We will build a simple model, just a Gaussian. But, given the well defined workflow of zfit, model can be exchanged by any complicated composition or custom model.

obs = zfit.Space('x', -5, 5)

sigma = zfit.Parameter('sigma', 1, 0.1, 10)
mu = zfit.Parameter('mu', 0, -1, 1)
model = zfit.pdf.Gauss(obs=obs, mu=mu, sigma=sigma)

Instead of using sample as before, we will first build our loss with a more efficient Data, a “sampler”, created by create_sampler. This has like sample the arguments for limits and the number of samples, but also supports fixed_params, which is true by default. This means that whenever this object is resampled, it will be resampled with the parameter values that it had when we created the sampler.

sampler = model.create_sampler(n=3000)

This takes a while, as the first resampling is happening now. But first, we build our whole chain, just using our sampler as data.

nll = zfit.loss.UnbinnedNLL(model, sampler)

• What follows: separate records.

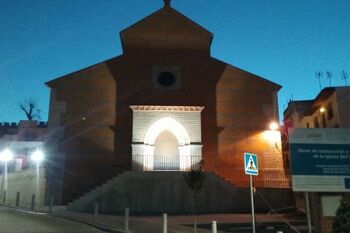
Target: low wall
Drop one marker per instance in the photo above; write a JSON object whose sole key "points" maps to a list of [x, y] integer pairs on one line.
{"points": [[25, 182], [167, 192]]}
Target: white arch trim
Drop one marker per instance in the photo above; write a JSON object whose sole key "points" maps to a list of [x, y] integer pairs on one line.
{"points": [[170, 124]]}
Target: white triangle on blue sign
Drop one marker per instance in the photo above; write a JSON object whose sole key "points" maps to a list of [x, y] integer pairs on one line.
{"points": [[251, 166]]}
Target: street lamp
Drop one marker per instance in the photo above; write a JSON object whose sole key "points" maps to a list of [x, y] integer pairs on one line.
{"points": [[273, 125], [37, 156], [5, 156]]}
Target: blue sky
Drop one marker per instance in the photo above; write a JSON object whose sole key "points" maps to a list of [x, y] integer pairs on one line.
{"points": [[280, 40]]}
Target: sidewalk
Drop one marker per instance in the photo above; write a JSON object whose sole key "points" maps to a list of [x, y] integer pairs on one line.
{"points": [[153, 224]]}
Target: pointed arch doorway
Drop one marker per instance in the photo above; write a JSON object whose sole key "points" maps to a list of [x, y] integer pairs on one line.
{"points": [[166, 152], [164, 138]]}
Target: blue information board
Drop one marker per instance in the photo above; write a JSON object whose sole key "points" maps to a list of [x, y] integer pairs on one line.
{"points": [[320, 160]]}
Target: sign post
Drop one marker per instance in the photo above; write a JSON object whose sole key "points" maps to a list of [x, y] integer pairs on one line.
{"points": [[251, 169]]}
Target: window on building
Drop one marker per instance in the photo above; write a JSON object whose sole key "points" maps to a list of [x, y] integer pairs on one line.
{"points": [[324, 123], [30, 136], [316, 124], [330, 111]]}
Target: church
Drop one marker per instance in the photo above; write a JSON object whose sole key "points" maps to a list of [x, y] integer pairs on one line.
{"points": [[164, 105]]}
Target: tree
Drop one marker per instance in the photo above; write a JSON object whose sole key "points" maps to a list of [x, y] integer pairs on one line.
{"points": [[30, 108], [194, 180], [341, 222]]}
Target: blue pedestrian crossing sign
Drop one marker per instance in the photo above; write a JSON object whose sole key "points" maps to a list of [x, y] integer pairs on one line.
{"points": [[251, 164]]}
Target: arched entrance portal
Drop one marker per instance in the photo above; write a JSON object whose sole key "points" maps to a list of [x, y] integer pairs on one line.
{"points": [[171, 142], [166, 152]]}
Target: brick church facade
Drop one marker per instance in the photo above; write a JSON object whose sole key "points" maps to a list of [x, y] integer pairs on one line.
{"points": [[163, 104]]}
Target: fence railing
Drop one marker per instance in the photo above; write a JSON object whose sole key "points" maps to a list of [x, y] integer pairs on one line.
{"points": [[165, 162]]}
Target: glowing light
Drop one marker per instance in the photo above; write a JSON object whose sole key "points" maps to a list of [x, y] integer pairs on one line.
{"points": [[37, 155], [6, 155], [272, 136], [273, 126]]}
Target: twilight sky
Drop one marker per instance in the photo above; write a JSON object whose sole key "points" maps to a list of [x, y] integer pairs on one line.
{"points": [[285, 41]]}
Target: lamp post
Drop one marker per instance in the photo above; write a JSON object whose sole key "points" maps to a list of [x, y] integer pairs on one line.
{"points": [[37, 156], [5, 156]]}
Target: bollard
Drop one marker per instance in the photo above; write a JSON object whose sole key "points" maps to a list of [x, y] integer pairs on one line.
{"points": [[213, 227], [4, 197], [165, 223], [126, 219], [33, 202], [96, 212], [17, 199], [51, 205]]}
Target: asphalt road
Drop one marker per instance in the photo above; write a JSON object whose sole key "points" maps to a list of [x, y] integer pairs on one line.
{"points": [[17, 221]]}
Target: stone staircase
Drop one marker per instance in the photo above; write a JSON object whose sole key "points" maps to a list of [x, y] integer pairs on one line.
{"points": [[166, 191]]}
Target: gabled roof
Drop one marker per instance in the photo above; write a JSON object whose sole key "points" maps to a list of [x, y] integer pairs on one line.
{"points": [[165, 28]]}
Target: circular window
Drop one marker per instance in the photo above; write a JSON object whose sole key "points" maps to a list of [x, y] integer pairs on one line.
{"points": [[166, 79]]}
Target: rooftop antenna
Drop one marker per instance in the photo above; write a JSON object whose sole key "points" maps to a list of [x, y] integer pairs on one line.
{"points": [[319, 75], [344, 76], [329, 77]]}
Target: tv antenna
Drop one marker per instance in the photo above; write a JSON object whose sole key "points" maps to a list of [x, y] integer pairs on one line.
{"points": [[319, 76], [329, 75], [345, 77]]}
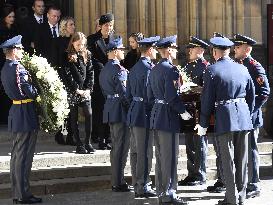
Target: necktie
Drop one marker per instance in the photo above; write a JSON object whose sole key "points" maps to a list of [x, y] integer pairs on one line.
{"points": [[54, 32]]}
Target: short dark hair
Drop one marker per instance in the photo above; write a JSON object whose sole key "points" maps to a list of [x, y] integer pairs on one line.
{"points": [[6, 10], [53, 7], [144, 48], [34, 1]]}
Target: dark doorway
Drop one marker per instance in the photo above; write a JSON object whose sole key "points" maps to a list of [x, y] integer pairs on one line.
{"points": [[67, 6]]}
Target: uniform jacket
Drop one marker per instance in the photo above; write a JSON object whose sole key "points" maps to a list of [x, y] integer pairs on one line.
{"points": [[78, 75], [97, 45], [139, 111], [161, 86], [196, 69], [17, 85], [262, 88], [226, 80], [131, 59], [112, 81]]}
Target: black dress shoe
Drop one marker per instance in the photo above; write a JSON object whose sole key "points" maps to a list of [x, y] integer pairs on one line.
{"points": [[252, 193], [186, 181], [89, 148], [31, 200], [81, 150], [175, 201], [146, 194], [121, 188], [218, 187], [59, 138], [69, 141], [104, 146], [224, 202]]}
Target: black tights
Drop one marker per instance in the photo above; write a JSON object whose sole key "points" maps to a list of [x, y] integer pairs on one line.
{"points": [[88, 121]]}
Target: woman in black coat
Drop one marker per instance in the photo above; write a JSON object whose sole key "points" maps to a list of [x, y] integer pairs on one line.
{"points": [[60, 44], [8, 29], [133, 55], [80, 81]]}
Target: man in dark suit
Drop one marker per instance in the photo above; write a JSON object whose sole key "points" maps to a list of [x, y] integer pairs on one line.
{"points": [[229, 92], [22, 120], [243, 48], [112, 80], [47, 32], [196, 147], [97, 43], [30, 26], [138, 117], [43, 44]]}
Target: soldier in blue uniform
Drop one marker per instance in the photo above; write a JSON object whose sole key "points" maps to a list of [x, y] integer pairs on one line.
{"points": [[196, 147], [229, 92], [112, 80], [219, 185], [167, 109], [243, 48], [22, 120], [141, 149]]}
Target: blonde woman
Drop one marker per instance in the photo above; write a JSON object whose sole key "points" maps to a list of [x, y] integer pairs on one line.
{"points": [[66, 30], [80, 81]]}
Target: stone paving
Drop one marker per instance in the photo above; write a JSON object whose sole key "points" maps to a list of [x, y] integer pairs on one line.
{"points": [[194, 195]]}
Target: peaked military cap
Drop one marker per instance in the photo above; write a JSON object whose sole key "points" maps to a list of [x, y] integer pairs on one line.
{"points": [[14, 42], [115, 43], [196, 42], [106, 18], [150, 41], [240, 39], [221, 42], [169, 41], [216, 34]]}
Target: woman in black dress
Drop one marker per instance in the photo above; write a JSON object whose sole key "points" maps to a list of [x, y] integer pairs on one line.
{"points": [[60, 44], [8, 29], [80, 81], [133, 55]]}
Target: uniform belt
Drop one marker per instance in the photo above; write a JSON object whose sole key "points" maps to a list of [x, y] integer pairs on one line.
{"points": [[223, 102], [112, 96], [138, 99], [18, 102], [161, 101]]}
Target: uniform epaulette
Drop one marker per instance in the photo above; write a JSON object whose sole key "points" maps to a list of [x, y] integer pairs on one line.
{"points": [[120, 67], [205, 62], [253, 62]]}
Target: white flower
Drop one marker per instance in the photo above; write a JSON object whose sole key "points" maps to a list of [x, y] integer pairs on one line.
{"points": [[53, 99]]}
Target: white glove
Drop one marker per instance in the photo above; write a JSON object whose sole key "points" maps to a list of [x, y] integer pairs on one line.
{"points": [[201, 131], [186, 115]]}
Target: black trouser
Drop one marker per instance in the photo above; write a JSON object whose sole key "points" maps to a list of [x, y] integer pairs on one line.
{"points": [[23, 147], [88, 121], [100, 130]]}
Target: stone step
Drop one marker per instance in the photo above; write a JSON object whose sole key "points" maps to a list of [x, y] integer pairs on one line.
{"points": [[68, 157], [103, 168], [93, 183]]}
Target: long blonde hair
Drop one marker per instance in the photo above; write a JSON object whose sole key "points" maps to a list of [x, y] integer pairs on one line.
{"points": [[85, 53], [63, 25]]}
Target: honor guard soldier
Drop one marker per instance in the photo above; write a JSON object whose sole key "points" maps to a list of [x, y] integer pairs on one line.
{"points": [[229, 92], [112, 80], [196, 147], [165, 120], [141, 152], [243, 48], [22, 120], [219, 185]]}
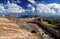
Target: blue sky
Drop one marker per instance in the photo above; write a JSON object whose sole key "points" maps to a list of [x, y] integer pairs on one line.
{"points": [[32, 6]]}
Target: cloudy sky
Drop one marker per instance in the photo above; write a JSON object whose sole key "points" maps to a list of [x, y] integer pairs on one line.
{"points": [[32, 6]]}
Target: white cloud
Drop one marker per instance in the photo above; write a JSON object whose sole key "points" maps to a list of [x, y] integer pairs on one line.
{"points": [[14, 8], [46, 8], [31, 7], [32, 1]]}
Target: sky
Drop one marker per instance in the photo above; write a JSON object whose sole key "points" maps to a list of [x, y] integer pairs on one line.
{"points": [[31, 6]]}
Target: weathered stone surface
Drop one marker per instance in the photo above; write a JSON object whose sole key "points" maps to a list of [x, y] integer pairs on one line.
{"points": [[9, 30]]}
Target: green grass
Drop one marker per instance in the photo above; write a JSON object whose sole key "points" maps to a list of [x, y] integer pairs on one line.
{"points": [[47, 24]]}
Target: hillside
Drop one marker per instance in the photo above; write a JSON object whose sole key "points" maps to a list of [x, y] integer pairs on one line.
{"points": [[10, 30]]}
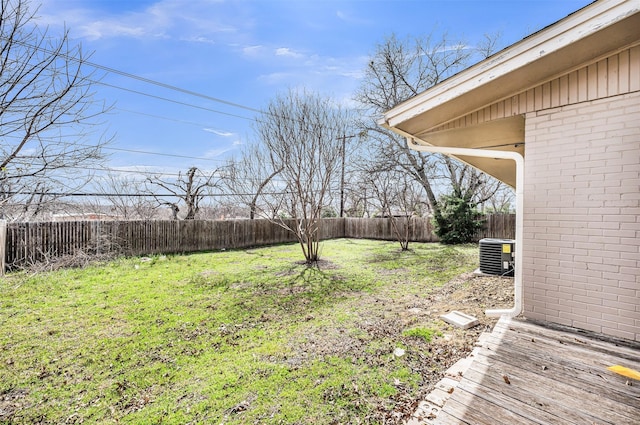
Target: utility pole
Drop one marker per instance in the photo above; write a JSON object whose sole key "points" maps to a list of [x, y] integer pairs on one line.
{"points": [[344, 143]]}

# this stategy does not raise an error with NaNs but returns a non-converged `FitResult`
from zfit.minimize import DefaultToyStrategy

minimizer = zfit.minimize.Minuit(strategy=DefaultToyStrategy(), verbosity=0, tol=1e-3, use_minuit_grad=True)
fit_results = []
ntoys = 20
params = nll.get_params()

with progressbar.ProgressBar(max_value=ntoys) as bar:

    while len(fit_results) < ntoys:

        # Generate toys
        sampler.resample()  # this is where the sampling happens

        # Randomise initial values. They can put the pdf in an unphysical region, making it negative at points.
        # This will produce NaNs in the log of the NLL. Therefore, we randomize until we got no NaNs anymore.
        for param in params:
            param.randomize()  # or smarter, use `set_value` for your own method

# The following can be used if the loss may returns NaNs, to test. Repeat in a while loop until it matches
#            try:
#                is_nan = np.isnan(zfit.run(nll.value()))
#            except tf.errors.InvalidArgumentError:  # NaNs produced, check_numerics raises this error
#                # print("nan error, try again")  # try again
#                is_nan = True
#            else:
#                break

        # Minimise the NLL
        result = minimizer.minimize(nll)

        if result.converged:
            # Calculate uncertainties
            result.hesse()
            fit_results.append(result)
            bar.update(len(fit_results))
print(fit_results[:10])
[<zfit.minimizers.fitresult.FitResult object at 0x7f44a0486cd0>, <zfit.minimizers.fitresult.FitResult object at 0x7f44a04d0a50>, <zfit.minimizers.fitresult.FitResult object at 0x7f44a01114d0>, <zfit.minimizers.fitresult.FitResult object at 0x7f44a02a0d50>, <zfit.minimizers.fitresult.FitResult object at 0x7f44a016bf50>, <zfit.minimizers.fitresult.FitResult object at 0x7f44a013ad10>, <zfit.minimizers.fitresult.FitResult object at 0x7f44a0178790>, <zfit.minimizers.fitresult.FitResult object at 0x7f449a71cd90>, <zfit.minimizers.fitresult.FitResult object at 0x7f449a71e4d0>, <zfit.minimizers.fitresult.FitResult object at 0x7f449a710b10>]

Evaluate results#

From here on, we can use the fit_results to compare against the true value, make plots, etc.